In our parish foyer’s collection of magazines, envelopes, handouts, and holy cards, there’s a pamphlet called “How to take young children to Mass.” A lot of the tips inside are helpful. But, more than the advice it gives, I’m glad the pamphlet is there to make it clear to parents that their kids are welcome at our parish. But, recently, I realized there was something missing from it.
When Haley was out of town a few weekends ago and I had to take the kids to Mass by myself, I was convinced it would be a disaster. These days, Gwen is very “vocal” in Mass so we usually have to take her out by the end of the homily. And our two older children are sometimes… “active.” But there was nothing for it but to give it our best shot. We left the house at 8am. Which is exactly when Mass starts. Oops. Most of us were wearing shoes and I’d say 80% of our buttons were fastened correctly. But, hey, one dad and three mostly dressed children only five minutes late? I’ll take it.

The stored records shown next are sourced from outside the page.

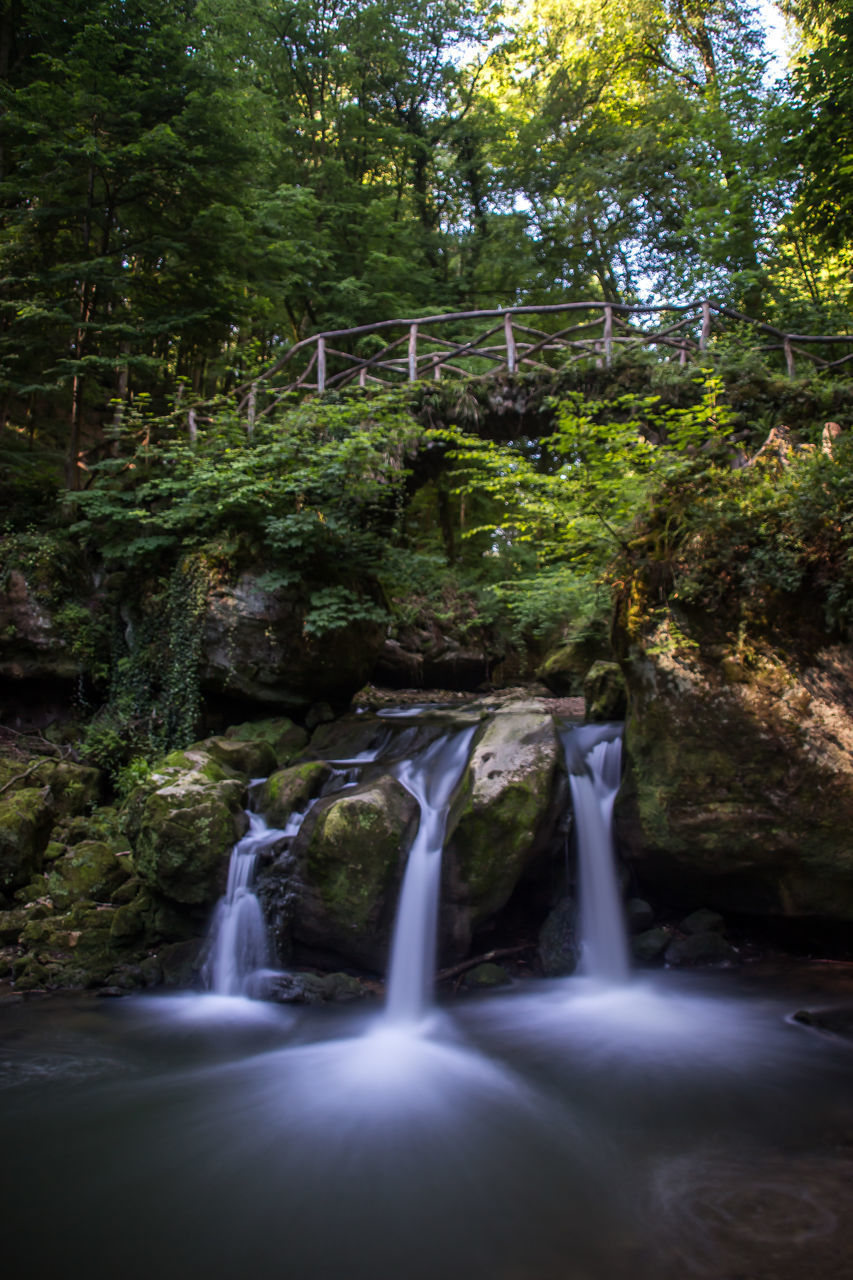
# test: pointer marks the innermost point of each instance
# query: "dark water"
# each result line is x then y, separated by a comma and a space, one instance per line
673, 1128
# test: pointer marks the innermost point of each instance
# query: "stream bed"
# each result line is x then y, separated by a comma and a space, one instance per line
673, 1125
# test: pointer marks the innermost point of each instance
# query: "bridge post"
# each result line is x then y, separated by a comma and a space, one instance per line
413, 353
706, 325
511, 353
250, 420
320, 364
789, 356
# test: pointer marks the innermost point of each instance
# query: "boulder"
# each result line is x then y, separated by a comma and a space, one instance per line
183, 824
559, 946
701, 949
605, 693
255, 647
290, 790
739, 792
26, 822
286, 737
502, 817
350, 854
89, 872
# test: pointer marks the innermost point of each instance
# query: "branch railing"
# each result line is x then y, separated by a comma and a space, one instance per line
456, 344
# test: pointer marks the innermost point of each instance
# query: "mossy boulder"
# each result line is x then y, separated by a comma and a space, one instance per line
26, 822
351, 853
605, 693
290, 790
286, 737
739, 794
90, 872
255, 647
502, 817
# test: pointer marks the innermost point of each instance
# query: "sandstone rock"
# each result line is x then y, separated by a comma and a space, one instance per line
286, 737
502, 816
90, 872
351, 854
740, 795
255, 647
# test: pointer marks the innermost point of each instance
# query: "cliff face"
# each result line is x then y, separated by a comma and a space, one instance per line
739, 784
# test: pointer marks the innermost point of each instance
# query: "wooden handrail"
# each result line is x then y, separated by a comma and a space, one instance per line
611, 324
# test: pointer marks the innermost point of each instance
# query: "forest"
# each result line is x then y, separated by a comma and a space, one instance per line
187, 190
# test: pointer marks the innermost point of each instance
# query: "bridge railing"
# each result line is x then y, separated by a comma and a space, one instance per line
475, 344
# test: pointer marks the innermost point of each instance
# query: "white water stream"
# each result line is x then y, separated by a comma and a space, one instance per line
430, 777
593, 759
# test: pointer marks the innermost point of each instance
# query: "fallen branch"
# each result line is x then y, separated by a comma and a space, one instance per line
455, 970
19, 777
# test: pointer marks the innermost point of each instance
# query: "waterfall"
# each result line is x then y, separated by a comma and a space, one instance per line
430, 777
237, 937
593, 759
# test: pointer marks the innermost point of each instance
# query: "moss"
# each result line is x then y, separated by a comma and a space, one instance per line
501, 814
26, 821
290, 790
284, 737
90, 871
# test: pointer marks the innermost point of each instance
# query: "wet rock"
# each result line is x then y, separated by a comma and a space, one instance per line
290, 790
639, 914
835, 1022
701, 949
350, 853
255, 647
484, 976
90, 872
651, 945
502, 816
739, 795
559, 947
32, 647
703, 922
286, 737
252, 759
12, 924
314, 988
605, 693
26, 822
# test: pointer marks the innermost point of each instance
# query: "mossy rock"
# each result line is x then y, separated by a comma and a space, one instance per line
559, 946
76, 787
284, 737
605, 693
290, 790
183, 835
351, 854
12, 924
26, 822
90, 872
503, 812
250, 758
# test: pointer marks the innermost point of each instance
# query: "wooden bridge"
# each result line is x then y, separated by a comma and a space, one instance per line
477, 344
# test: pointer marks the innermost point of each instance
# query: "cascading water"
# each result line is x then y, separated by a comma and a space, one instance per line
430, 777
237, 937
593, 760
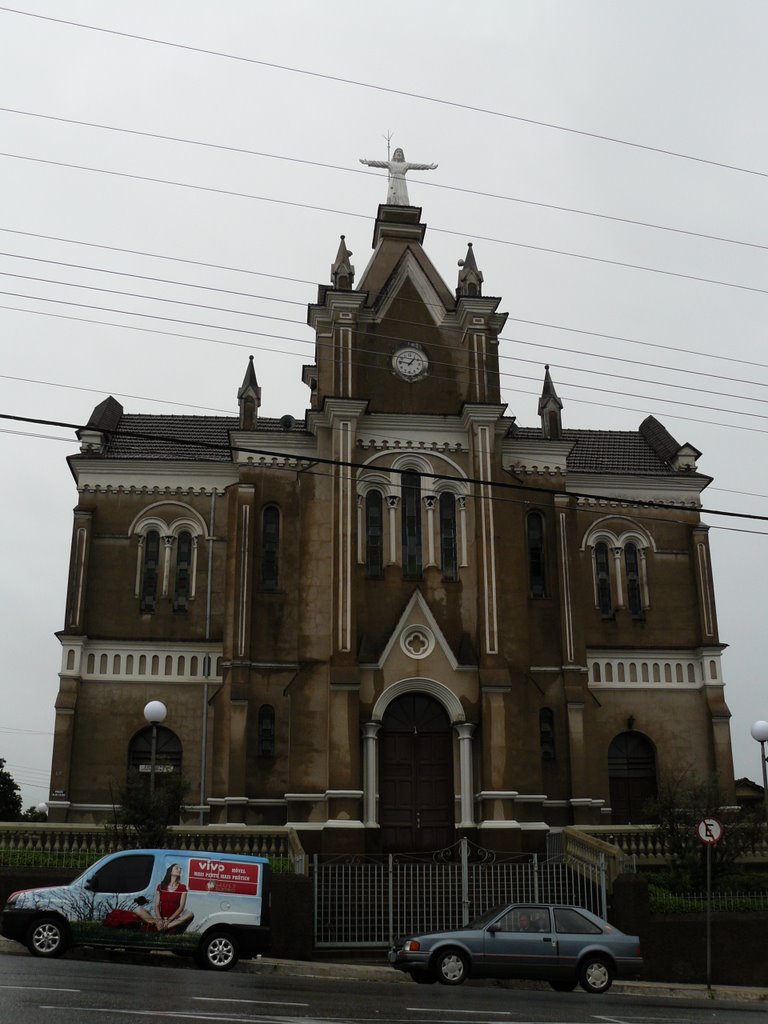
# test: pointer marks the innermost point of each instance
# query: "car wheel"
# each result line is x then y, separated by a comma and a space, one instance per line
451, 967
563, 986
217, 951
423, 977
47, 936
595, 975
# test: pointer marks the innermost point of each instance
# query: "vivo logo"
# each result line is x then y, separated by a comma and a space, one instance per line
211, 865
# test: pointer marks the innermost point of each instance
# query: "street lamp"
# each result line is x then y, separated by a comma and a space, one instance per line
155, 713
759, 731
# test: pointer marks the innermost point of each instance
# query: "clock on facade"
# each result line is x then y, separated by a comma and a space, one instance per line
410, 363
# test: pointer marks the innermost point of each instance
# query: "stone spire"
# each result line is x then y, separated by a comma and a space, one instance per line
342, 271
549, 409
470, 279
249, 398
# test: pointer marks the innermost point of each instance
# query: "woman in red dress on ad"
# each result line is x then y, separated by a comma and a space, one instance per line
169, 913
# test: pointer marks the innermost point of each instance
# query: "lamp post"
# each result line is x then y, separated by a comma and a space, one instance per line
759, 731
155, 713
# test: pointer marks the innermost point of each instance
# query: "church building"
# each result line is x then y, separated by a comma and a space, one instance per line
400, 617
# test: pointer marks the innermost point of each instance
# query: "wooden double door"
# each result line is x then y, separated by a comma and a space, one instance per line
416, 776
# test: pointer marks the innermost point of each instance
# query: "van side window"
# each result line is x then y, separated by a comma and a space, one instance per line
131, 873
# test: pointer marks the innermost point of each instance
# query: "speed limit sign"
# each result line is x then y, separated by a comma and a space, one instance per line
710, 830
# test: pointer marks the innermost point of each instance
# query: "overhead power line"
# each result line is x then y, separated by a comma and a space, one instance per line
251, 347
387, 89
428, 182
316, 460
518, 320
549, 250
399, 322
437, 363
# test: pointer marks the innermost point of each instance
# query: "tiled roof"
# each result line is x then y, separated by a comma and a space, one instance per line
189, 438
605, 452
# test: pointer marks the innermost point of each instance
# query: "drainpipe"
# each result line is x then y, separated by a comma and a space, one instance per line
207, 662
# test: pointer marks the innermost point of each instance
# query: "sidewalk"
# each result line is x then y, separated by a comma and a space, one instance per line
382, 973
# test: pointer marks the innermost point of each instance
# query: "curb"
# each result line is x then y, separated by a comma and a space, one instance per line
386, 975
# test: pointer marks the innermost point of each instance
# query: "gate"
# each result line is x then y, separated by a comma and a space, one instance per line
370, 901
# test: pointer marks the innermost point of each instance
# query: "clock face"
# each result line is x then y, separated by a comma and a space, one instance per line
410, 363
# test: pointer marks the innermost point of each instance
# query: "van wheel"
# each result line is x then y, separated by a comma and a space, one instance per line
217, 951
47, 936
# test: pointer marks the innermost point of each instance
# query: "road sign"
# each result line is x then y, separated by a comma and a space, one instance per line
710, 830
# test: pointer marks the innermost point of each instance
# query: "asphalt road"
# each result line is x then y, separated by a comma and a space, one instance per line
117, 989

And they behaved admirably. No joke. I mean, people definitely knew we were there. And I had to take the baby to the back of the church once. But, when I did, the other two mostly stayed in the right place. They sang the Our Father with reckless abandon (which is, of course, the only theologically correct way to sing this prayer). Gwen tried to leap into several people’s arms during the passing of the peace (which is, of course, how we all ought to pass the peace). Lucy shouted several times, “JESUS IS HERE” (which, of course, we would probably all shout several times during Mass if we really thought about what was going on). I had to referee a few scuffles, I had to shush, I had to wrestle. But, all in all, it was fine.

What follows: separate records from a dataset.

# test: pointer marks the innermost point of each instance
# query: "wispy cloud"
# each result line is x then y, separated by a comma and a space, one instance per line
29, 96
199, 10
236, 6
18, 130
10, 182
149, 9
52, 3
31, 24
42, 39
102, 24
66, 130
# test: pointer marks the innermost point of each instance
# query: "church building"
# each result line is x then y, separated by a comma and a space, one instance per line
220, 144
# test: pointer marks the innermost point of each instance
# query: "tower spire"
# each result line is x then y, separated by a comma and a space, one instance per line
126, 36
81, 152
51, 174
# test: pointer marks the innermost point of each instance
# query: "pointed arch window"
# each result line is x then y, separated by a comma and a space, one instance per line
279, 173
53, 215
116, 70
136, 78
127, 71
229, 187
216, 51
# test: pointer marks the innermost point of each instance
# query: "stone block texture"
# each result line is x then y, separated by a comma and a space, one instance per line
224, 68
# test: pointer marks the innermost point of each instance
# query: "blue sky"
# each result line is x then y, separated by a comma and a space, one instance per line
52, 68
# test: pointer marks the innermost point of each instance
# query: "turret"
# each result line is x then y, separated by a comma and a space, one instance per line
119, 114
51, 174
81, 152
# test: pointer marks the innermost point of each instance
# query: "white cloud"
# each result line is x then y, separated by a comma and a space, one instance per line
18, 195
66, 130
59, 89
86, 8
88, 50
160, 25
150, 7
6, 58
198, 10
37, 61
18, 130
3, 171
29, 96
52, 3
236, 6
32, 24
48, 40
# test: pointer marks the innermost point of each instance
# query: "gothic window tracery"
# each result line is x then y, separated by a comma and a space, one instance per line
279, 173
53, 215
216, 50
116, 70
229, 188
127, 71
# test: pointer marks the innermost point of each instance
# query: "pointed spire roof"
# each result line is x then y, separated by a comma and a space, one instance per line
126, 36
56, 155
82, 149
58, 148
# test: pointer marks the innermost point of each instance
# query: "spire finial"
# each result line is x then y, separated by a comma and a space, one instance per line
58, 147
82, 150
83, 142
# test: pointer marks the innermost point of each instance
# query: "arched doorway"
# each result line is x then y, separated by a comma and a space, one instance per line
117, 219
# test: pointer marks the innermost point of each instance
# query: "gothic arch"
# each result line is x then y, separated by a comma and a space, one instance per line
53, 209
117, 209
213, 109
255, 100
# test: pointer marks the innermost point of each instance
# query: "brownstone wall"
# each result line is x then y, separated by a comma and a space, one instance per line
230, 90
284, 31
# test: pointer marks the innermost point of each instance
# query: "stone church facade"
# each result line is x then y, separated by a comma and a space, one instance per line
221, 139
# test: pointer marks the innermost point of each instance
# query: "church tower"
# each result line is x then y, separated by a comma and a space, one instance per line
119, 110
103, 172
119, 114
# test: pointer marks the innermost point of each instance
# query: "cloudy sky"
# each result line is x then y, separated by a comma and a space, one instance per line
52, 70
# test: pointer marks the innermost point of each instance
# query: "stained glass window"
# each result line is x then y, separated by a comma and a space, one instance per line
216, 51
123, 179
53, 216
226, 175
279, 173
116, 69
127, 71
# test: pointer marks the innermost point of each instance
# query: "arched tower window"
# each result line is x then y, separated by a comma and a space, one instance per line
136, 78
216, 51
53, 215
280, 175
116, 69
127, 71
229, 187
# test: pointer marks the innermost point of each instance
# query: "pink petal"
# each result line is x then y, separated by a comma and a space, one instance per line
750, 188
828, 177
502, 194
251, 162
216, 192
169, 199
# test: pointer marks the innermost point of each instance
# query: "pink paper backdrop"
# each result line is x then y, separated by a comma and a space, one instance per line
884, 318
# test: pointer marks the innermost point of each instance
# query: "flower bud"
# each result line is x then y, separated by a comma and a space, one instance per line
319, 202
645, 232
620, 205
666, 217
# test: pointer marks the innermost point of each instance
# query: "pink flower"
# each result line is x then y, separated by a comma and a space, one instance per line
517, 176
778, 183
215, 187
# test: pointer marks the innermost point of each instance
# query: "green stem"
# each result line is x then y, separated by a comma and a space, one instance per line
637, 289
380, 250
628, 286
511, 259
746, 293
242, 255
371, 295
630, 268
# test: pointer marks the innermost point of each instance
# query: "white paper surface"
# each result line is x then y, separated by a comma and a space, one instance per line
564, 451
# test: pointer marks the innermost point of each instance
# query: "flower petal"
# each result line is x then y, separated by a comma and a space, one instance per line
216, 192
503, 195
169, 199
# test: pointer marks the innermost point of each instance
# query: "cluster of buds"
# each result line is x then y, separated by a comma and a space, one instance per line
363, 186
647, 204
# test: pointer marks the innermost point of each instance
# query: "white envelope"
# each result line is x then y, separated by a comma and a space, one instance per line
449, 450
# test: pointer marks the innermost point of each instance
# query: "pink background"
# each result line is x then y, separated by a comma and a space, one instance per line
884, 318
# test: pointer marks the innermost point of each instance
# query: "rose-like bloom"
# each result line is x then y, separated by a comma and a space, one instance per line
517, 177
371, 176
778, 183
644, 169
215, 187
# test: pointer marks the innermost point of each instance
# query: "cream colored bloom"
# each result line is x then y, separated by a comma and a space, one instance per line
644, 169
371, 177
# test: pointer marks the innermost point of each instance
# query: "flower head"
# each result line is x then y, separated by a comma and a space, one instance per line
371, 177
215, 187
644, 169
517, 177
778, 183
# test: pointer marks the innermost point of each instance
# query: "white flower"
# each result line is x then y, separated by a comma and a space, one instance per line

Actually, it was more than fine. It was joyful. Since I was by myself, I couldn’t constantly question myself, “Is this one child being too loud? Should I take her out now?” Because, well, I couldn’t. I was stuck there. I still kept my kids as quiet and attentive as I could, but I mostly just focused on being there with them and helping them appreciate the liturgy. And it was wonderful! To be clear, I’m definitely glad to have my wife back with us at Mass. It’s a lot easier when we’re together. But, in the future, I still want to try to focus on that joy. The joy of being together at Mass. What a gift. Ever since Pope Francis released his encyclical, Evangelii Gaudium, I’ve tried to focus on that phrase, “the joy of the Gospel.” Because that joy should always fill our lives, even in stressful situations.

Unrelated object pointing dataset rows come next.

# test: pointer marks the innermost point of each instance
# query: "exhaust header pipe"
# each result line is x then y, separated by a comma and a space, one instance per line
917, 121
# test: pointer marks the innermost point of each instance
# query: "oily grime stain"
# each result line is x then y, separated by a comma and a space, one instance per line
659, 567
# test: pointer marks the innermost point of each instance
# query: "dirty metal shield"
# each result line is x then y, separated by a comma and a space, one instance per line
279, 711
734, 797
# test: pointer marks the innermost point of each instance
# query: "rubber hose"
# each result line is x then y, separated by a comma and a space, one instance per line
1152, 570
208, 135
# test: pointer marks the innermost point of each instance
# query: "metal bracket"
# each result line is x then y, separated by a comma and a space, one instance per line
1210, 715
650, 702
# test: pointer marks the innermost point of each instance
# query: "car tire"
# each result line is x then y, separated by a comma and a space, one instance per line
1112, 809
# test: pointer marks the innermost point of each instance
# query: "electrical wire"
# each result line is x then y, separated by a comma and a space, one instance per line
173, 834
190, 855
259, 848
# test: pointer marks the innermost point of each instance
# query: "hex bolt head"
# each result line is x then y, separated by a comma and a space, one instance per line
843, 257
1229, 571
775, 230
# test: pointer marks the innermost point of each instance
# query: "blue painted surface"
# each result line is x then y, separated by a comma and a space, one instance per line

So, that’s what the little pamphlet ought to add. Sure, you should try to get clothes on all your kids. And do your best to help them sit quietly. Take them out when it’s called for. But don’t let any of this make you forget the joy that ought to saturate our time at Mass. You’ve been invited to the feast of the Lamb. And, here, we’re all children. Rejoice!
Update: Since I wrote this post, we’ve gone to Mass a few times in different settings. A couple of those times were DISASTERS and I sort of forgot about joy. Oops. Coulda used a helpful pamphlet.